Goodman shows glimpse of Rockies future

September 1st, 2023

This story was excerpted from Thomas Harding’s Rockies Beat newsletter, where reporter Manny Randhawa filled in this week. To read the full newsletter, click here. And subscribe to get it regularly in your inbox.

He’s good, man.

That was evident when he hit .371/.418/.903 with six doubles and nine home runs in 15 games for Triple-A Albuquerque after posting an .848 OPS with 25 homers for Double-A Hartford earlier this year.

The stellar overall performance earned Hunter Goodman, the Rockies' No. 12-ranked prospect per MLB Pipeline, a callup to the Show last Sunday. Not bad for a guy whom the Rockies drafted in the fourth round just two years ago out of the University of Memphis.

It’s been less than a week in the big leagues for the 23-year-old first baseman/catcher/outfielder, but as they say: So far, so good.

“I’ve been trying to tell myself to just enjoy the moment,” Goodman said. “Just keep playing the same game you’ve been playing all your life.”

It seems Goodman has the right idea. He’s got a long road ahead of him, and four games are just that: four games. But getting off to a good start isn’t a bad thing -- all Goodman has done in those first four contests is hit .357 (5-for-14) with a double and a triple.

That includes his first Major League hit, an RBI single during last Sunday’s 4-3 win over the Orioles in Baltimore. He put the finishing touches on a great debut by making a diving catch at first base to end the game.

Throughout it all, Goodman has had the humble look of a man who knows he’s good, who knows he belongs. He always seems to have a slight smile on his face whenever he’s on the field, no matter what the situation as if the bright lights and inevitable butterflies in the rookie’s stomach are no match for what he knows about himself.

But the poise he’s shown in his first few games has to do with more than just being cognizant of his abilities.

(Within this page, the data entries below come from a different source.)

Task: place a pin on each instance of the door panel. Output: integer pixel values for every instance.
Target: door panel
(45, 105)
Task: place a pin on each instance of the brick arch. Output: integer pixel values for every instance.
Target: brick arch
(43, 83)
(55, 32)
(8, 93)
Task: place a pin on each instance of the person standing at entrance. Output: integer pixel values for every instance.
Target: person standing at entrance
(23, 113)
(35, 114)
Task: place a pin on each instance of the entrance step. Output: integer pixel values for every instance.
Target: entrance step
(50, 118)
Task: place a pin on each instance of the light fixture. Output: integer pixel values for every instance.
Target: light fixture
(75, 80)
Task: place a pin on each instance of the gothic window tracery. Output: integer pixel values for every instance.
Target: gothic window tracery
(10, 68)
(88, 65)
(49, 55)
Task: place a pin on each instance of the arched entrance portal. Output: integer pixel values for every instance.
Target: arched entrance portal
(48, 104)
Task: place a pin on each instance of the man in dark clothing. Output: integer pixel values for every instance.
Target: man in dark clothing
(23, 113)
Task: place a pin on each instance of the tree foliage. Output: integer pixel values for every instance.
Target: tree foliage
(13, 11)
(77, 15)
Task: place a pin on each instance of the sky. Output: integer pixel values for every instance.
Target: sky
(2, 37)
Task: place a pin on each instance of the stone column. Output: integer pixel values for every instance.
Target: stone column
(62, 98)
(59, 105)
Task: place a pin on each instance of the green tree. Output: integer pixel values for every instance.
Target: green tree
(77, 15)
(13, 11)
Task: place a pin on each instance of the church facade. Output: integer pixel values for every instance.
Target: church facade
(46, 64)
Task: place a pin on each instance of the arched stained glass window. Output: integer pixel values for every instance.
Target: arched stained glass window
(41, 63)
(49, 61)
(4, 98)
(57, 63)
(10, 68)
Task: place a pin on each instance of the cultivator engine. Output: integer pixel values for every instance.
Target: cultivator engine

“Yeah, I think I’m pretty confident,” Goodman said. “But I’ve really just been trying to go out there and have fun, and not worry about the results. Because this is what you’ve dreamed of -- just go out there and enjoy it.”

Goodman wants to be able to look back on his Major League career and say, “Good times.” But the good times come at a price, and that price is the work it takes to be the best of the best just to get to this point. He’s been aiming for the moment he’s in right now since he was in grade school.

“I knew what I wanted to be at a very young age,” Goodman said. “I remember in elementary school, when they asked you what you want to be when you grow up, that was my answer.”

Could Goodman be part of the answer for the rebuilding Rockies? Now alongside rising young players like shortstop Ezequiel Tovar and outfielder Nolan Jones, will his prodigious power in the Minors -- from a swing reminiscent of Justin Turner’s -- translate to the Majors?

Between Goodman, Jones and perhaps an as-of-yet unknown slugger or two to be named later, could we be witnessing a new batch of Blake Street Bombers still in its embryonic stages?

Only time will tell. But it’s an interesting thought exercise, especially since Colorado has lately lacked the type of slugging capability of the men who gave birth to the nickname nearly 30 years ago -- over the past two seasons, only six teams have hit fewer homers than the Rockies’ 282.

“I think that’s the hope for every hitter that comes up here,” Goodman said. “I mean, you hear about those guys (Larry Walker, Andres Galarraga, Dante Bichette, Vinny Castilla and Ellis Burks) all the time, all the noise they made and all the success they had here. So yeah, that would be really cool if you could somewhat try and be like that.”

If a few years from now, Goodman and friends are somewhat like the original Blake Street Bombers, there are some good times ahead, indeed.